SELECT sku, location, available, updated_at
FROM inventory_parsed
ORDER BY sku, location, updated_at

The cleaned data sets form the basis for the team's internal data analysis. It is usually necessary to distinguish between unchanging events and master data entities that change over time. Using SQL queries, the teams can now analyze these. Jupyter Notebook is often used to build up and document exploratory findings.

Jupyter Notebook is recommended for explorative data analysis (Fig. 5).

Visualizations help to make data easier for people to understand. The data platform should provide a suitable tool for this purpose – Figure 6 shows Google Data Studio as an example. A prerequisite for visualization is access to the tables or the corresponding queries. The aggregation of the data, on the other hand, can also be controlled directly in the tool.

Example of a Google Data Studio bar chart (Fig. 6).

Finally, data should also be made available to other teams as data products. It is advisable to use a view here to ensure a consistent view of the data externally, even if the underlying data sets change. Such migrations can then be tracked in the query of the view. Other teams are now granted permission for this view and can access it via SQL query. In addition, the data set must be documented according to the agreed procedures. In the simplest case, this can be done in a wiki or Git repository. In a more advanced stage of development, however, a data catalog should be used that provides meta information about the data set as well as the quality, and in which individual fields are precisely documented (Fig. 7).
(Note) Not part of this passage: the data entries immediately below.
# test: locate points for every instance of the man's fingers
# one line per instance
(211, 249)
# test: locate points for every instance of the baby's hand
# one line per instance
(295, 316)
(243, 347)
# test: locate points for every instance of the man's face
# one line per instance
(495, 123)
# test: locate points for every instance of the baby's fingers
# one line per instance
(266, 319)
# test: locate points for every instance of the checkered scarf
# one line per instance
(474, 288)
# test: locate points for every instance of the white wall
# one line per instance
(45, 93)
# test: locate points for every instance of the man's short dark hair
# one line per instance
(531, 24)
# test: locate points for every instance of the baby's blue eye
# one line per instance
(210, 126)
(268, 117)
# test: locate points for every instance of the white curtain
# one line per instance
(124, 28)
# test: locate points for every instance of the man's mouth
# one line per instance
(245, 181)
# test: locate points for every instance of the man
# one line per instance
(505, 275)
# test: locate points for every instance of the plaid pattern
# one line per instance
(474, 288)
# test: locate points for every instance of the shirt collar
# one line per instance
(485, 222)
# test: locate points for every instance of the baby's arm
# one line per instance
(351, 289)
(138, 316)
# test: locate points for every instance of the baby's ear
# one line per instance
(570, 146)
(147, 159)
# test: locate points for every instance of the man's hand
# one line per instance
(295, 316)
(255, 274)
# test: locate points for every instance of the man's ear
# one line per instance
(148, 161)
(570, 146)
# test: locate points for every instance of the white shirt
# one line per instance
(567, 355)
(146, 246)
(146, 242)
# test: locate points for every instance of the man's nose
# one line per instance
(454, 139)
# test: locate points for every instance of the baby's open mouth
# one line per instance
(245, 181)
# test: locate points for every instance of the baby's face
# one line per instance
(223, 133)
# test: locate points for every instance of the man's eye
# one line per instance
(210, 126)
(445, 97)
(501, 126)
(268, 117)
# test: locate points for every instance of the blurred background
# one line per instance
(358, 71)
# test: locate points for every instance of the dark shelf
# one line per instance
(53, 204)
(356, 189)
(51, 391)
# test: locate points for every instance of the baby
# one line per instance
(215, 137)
Data products can be documented in a data catalog, for example (Fig. 7).

Over time, this creates a mesh of data products from different domains that can be used across the board. Ideally, the Data Mesh encourages other teams to also use the platform with the data provided and ultimately to provide analytical data themselves.

The approach described here is pragmatic for software developers in that it is possible to work with SQL – a tool with which most IT specialists should be familiar. On the other hand, the handling of data for visualization, as well as statistical methods, may have to be learned anew. More complex tools for data preparation such as Apache Spark, Apache Beam, or NumPy are not absolutely necessary, at least at the outset.
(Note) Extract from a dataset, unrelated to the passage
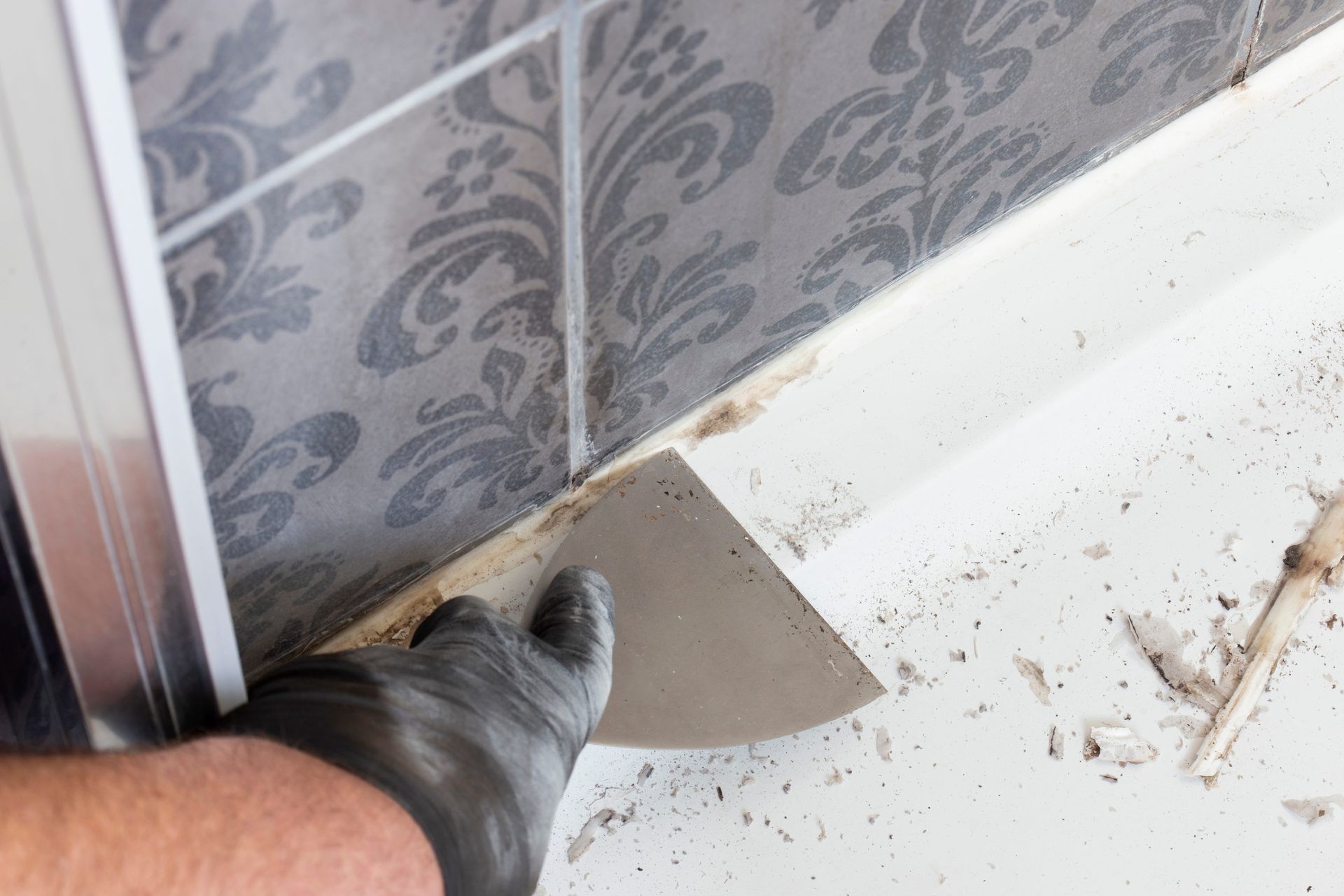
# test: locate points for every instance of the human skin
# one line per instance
(468, 739)
(211, 816)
Data Mesh as an Innovation Driver for New Domains

Data Mesh is primarily about domain teams being able to perform data analysis on their own. But what happens to the central data teams that already exist in many organizations?

The data team is predestined to operate and manage the data platform described above due to its knowledge, as permissions still need to be set up and costs controlled when using self-service cloud services. The team can also act as enablers and ambassadors to encourage and help other domain teams to use the data platform. By providing templates and best practices for common use cases, they make the platform attractive. Experts can also move into the domain teams in an advisory capacity for limited periods of time in order to build up necessary skills.

Existing data products such as reports, for example for corporate management, must continue to be provided. This task initially remains with the existing data engineers. However, their work becomes much easier: If domain teams provide cleaned data sets in a clearly agreed format and in consistently high quality, tedious data extraction and preparation steps are eliminated. Consideration should be given to establishing separate domain teams for data-intensive domains as well, such as for corporate management or marketing. Specialist domains such as customer profiling or sales predictions are also conceivable for data science teams, which provide both operational and analytical services based on data evaluations and machine learning models.